People wait at a vaccination center amid rising Covid-19 cases in Mumbai on April 8, 2021. Photo: AFP / Indranil Mukherjee

On Monday, the White House stated that it would share with the world its entire stockpiles of currently unapproved AstraZeneca Covid-19 vaccines in the coming months upon receiving clearance from federal safety regulators – a welcome and needed move. 

Yet given India’s urgent and worsening Covid crisis, President Joe Biden should bypass federal regulatory approval and release the 60 million doses to New Delhi without delay. 

Putting those vaccines on New Delhi-bound aircraft this week is desperately needed. 

While Indian authorities are facing critical shortages of oxygen and telling people to secure oxygen supplies for themselves, Indian Prime Minister Narendra Modi announced that his administration will set up 551 oxygen-generation plants “in every district to ensure adequate oxygen availability.”

While America’s 60 million AstraZeneca doses will not help those Indian citizens who are tragically dying at this moment in New Delhi’s hospitals and streets, India’s national capital has become ground zero for the epidemic and is in need of both oxygen supplies and vaccine assistance as its own national vaccination campaign stalls. 

Worsening matters, nations that were depending on India’s Serum Institute – the world’s largest vaccine manufacturer – for vaccine production have faced delays due to the Indian government’s recent policy of curtailing exports of doses as Covid-19 has spiked inside India. These countries now face the prospect of dangerous Covid mutant strains developing, prolonging the pandemic.  

The US AstraZeneca stockpiles – albeit insufficient at 60 million doses for India’s entire population – can nonetheless play a needed role in combating Covid-19 in New Delhi before additional variants develop on Indian soil and spread beyond its borders. 
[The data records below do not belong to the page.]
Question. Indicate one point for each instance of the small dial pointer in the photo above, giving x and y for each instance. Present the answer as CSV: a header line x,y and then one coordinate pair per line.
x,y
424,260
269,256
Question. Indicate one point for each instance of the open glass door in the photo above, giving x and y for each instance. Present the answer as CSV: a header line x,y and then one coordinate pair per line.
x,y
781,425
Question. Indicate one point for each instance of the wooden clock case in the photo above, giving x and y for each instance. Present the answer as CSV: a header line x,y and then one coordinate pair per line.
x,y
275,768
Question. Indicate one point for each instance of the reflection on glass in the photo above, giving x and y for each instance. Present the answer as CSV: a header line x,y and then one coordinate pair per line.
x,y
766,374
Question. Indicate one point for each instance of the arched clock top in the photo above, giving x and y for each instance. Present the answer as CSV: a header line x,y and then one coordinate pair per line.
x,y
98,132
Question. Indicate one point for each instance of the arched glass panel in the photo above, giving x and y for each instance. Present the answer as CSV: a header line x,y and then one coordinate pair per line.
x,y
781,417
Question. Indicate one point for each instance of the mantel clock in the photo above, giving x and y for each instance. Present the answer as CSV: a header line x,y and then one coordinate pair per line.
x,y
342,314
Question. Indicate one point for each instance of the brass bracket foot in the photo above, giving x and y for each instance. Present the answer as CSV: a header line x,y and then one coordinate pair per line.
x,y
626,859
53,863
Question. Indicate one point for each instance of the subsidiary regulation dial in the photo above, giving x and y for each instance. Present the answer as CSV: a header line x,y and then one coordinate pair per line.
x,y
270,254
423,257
This comes at a time when the US is able to inoculate its entire population with the highly efficacious Moderna, Pfizer and Johnson & Johnson vaccines. 

As overall US Covid-19 numbers improve and stabilize, the timing is right for Washington to get aid to New Delhi. While the White House should be commended for providing help to India in the form of raw materials for vaccines along with oxygen equipment, therapeutics, test kits, personal protective equipment and vaccine production financing, these measures by themselves will be insufficient to blunt India’s current rise in cases.

To this end, on a top priority basis, the Biden administration needs to surge assistance to New Delhi and deliver the AstraZeneca stockpiles within days. 

Without question, after some initial successes in managing the virus, mistakes were subsequently made by the Indian authorities and several factors contributed to the current Covid emergency in the country.

Among them were vaccine diplomacy, which involved the export of India’s vaccines to more than 90 countries while large swaths of the Indian population were still unvaccinated; going forward with the (ongoing) two-month Indian Premier League (IPL) cricket tournament; massive political rallies for state elections in West Bengal, Assam, Kerala and Tamil Nadu; large Holi festival celebrations in late March; and the Kumbh Mela festival in Haridwar, Uttarakhand state, where pilgrims gathered en masse to dip in the holy waters of the River Ganges (Ganga). 

These damaging policy failures aside, India’s growing economic, cultural and geopolitical ties to the United States compel the Biden administration to do more to help New Delhi in its hour of need.

A failure to provide vaccine assistance promptly to India while America is awash in anti-Covid shots would raise questions about the durability of the US-India partnership and possibly even form doubts about the viability of “the Quad,” the informal strategic dialogue among the US, India, Japan and Australia that seeks to provide a balance to China’s rise and ensure a free and open Indo-Pacific region. 

While President Biden’s and particularly Vice-President Kamala Harris’ concerns about Prime Minister Narendra Modi’s Hindu nationalist agenda and conditions in Muslim-majority Kashmir are well known, these reservations ought not to get in the way of Washington releasing the 60-million-strong AstraZeneca vaccine stockpile to New Delhi. 

Such an outcome would provide a propaganda victory to Beijing, supporting President Xi Jinping’s narrative that democratic nations are in decline and unable to deliver for their citizens while China’s authoritarian system can be a model for other countries. 

More important, however, speedy vaccine relief and support to New Delhi will get India’s crucial vaccine production operations back on track while stemming the virus’ spread and mutation. Above all, it will save lives and help alleviate the suffering of our Indian friends.